AUSTRALIA is likely to abandon its $1 million attempt to take Japan to the international court over whaling after New Zealand gave up plans to use legal action to stop the cull. The Rudd Government embraced the use of the UN’s international court soon after the election, using aircraft and ships to gather evidence against Japanese whalers in the Southern Ocean.

But the New Zealand Government has since discovered “significant difficulties” with taking Japan to the international court and has abandoned the tactic.

The hunt for evidence against Japan in its “scientific hunt” for whales became highly contentious when the crew of the environmental crusader ship Sea Shepherd was accused of piracy and violence after activists threw bottles of “acid” and boarded a Japanese whaling ship.
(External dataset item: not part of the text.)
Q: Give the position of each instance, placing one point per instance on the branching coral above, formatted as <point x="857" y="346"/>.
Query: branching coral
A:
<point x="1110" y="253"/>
Ahead of official visits to Japan by Kevin Rudd next month and Foreign Minister Stephen Smith this week, expectation is growing that Australia’s aggressive attempt to take Japan to court over whaling will lapse.
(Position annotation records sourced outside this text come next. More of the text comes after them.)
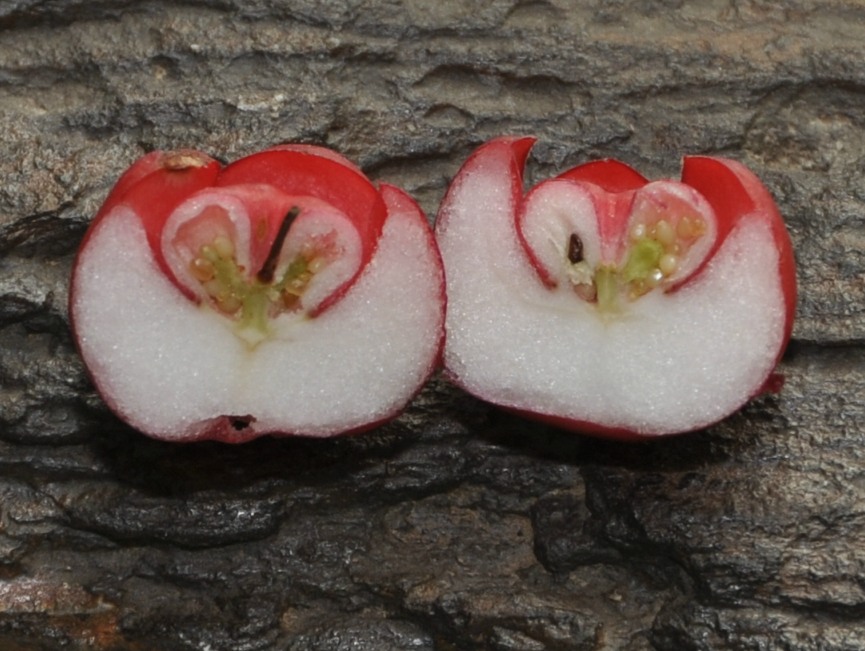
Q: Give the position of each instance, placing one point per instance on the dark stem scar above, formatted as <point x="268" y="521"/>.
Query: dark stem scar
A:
<point x="265" y="275"/>
<point x="575" y="249"/>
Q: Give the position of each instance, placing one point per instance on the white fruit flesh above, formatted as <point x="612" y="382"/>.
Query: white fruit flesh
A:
<point x="667" y="362"/>
<point x="172" y="368"/>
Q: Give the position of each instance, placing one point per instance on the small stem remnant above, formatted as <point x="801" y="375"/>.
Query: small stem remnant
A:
<point x="265" y="275"/>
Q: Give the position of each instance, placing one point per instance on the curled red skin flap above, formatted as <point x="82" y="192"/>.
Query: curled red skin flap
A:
<point x="735" y="192"/>
<point x="153" y="190"/>
<point x="304" y="171"/>
<point x="514" y="149"/>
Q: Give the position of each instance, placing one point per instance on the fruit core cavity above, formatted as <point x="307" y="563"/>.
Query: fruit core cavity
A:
<point x="653" y="253"/>
<point x="253" y="300"/>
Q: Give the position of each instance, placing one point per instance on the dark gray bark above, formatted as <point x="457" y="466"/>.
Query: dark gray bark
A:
<point x="456" y="526"/>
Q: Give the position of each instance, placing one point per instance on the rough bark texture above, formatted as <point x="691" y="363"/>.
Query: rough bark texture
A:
<point x="456" y="526"/>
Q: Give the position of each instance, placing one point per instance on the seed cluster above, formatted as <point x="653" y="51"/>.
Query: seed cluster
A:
<point x="657" y="250"/>
<point x="233" y="292"/>
<point x="654" y="254"/>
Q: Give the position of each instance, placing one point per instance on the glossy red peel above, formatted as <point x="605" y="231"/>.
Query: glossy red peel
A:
<point x="612" y="305"/>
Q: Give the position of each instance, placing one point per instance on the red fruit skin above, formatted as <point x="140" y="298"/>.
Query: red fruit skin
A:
<point x="732" y="190"/>
<point x="157" y="183"/>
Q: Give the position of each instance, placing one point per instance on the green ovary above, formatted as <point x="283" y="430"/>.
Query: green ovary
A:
<point x="248" y="300"/>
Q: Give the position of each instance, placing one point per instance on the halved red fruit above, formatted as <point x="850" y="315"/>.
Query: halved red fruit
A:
<point x="282" y="294"/>
<point x="609" y="304"/>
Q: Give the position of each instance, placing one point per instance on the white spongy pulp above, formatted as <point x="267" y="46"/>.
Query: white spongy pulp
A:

Last night, Mr Smith told The Australian the Government would make a final decision on whether to pursue Japan in an international court “at an appropriate time” based on legal advice and the evidence gathered by the Customs vessel Oceanic Viking.

Speaking from South Korea, he said the Government would make its decision on legal action “in dialogue with the Japanese Government”.

The likelihood of a resolution without going to an international court has increased after the New Zealand Government dropped its plans to build an international case against Japan over whaling.